The Arab world is suffering a sense of vertigo these days. Extremists from the Islamic State, who have seemingly arisen out of nowhere, have burst through the gates of power. Political elites are confused and frightened. They’re angry at the United States (as always). But at the same time, they want the United States to explain a strategy for combating a group that threatens every structure of stability, including borders.
This anxiety has been compounded by President Obama’s slow start in rolling out his plan to “degrade and ultimately destroy” the Islamic State. It was painful last week to hear Jalal al-Gaood, a tribal leader from the Albu Nimr clan along the Euphrates, tell me how his town was overrun because the United States hadn’t devised a plan to resupply tribal allies.
Since returning home, I’ve heard U.S. officials describe more details of their plans. The strategy has a lot of “ifs” and “maybes,” and it’s definitely a “work in progress,” as one U.S. official frankly admits. Among other drawbacks, it requires patience, in short supply in America and the Middle East; and it’s much clearer about Iraq than Syria. But the campaign plans do provide more clarity and allow for some needed public discussion.
For starters, this is an army at dawn, and U.S. commanders insist on taking little steps before big ones. The United States has posted a string of small successes, with air power backing Iraqi and Kurdish forces that liberated the Mosul and Haditha dams, freed trapped Yazidis on Mount Sinjar and successfully defended Irbil and Amerli.
Big, risky operations such as retaking the city of Mosul are many months away. But the ops tempo increased modestly this week as Iraqi security forces pushed to regain control of the strategic Baiji refinery and Kurdish forces attacked jihadists in Zumar in northern Iraq. Commanders believe that as U.S.-backed forces take the offensive, the extremists will face tough choices: They can fight, risking heavy casualties, retreat, or hunker down. All three slow their momentum.
U.S. commanders know they must act quickly to gain credibility with Sunnis, especially after Albu Nimr and other tribal strongholds in Anbar province fell recently.

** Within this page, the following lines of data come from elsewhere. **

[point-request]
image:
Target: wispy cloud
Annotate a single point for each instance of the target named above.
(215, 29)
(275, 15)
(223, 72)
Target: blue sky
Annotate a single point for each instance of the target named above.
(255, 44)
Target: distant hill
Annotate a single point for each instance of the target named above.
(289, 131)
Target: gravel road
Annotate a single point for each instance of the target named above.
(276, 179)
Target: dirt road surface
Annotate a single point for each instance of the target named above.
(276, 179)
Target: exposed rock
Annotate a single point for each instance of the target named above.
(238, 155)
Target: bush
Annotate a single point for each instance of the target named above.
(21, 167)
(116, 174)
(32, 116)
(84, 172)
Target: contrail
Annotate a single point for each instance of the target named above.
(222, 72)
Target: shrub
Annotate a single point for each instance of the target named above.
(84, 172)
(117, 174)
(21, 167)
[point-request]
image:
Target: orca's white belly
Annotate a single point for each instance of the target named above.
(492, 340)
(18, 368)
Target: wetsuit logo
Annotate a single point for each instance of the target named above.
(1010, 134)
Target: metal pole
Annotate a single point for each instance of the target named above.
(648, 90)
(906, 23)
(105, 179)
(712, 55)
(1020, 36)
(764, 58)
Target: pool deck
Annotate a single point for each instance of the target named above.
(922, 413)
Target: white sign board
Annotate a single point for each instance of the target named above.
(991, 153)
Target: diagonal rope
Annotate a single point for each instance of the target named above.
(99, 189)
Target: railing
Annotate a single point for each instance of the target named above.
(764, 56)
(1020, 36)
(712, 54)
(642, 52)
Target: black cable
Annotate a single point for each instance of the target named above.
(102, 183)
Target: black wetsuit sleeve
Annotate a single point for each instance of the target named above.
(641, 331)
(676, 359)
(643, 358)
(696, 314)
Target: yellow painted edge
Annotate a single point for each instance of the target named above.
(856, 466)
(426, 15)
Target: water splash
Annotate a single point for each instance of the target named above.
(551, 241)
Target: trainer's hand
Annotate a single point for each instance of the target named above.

These areas were sacrificed because U.S. military leaders believed it was unwise to mount ad hoc operations to free small, stranded pockets. U.S. air power could have been used but the risk of collateral damage was judged too high.
The centerpiece of the Sunni outreach is a force of 5,000 “national guard” fighters, drawn from the tribes. Their development is seen as very urgent, and within the next two weeks commanders hope to begin recruiting, paying and training the Sunni fighters. Hundreds of U.S. and foreign trainers are supposed to be on scene by year-end. To help woo the Sunnis, a senior member of the Shiite-led government is supposed to meet 70 tribal leaders this week. U.S. officials think about half these tribes are ready to break with the Islamic State.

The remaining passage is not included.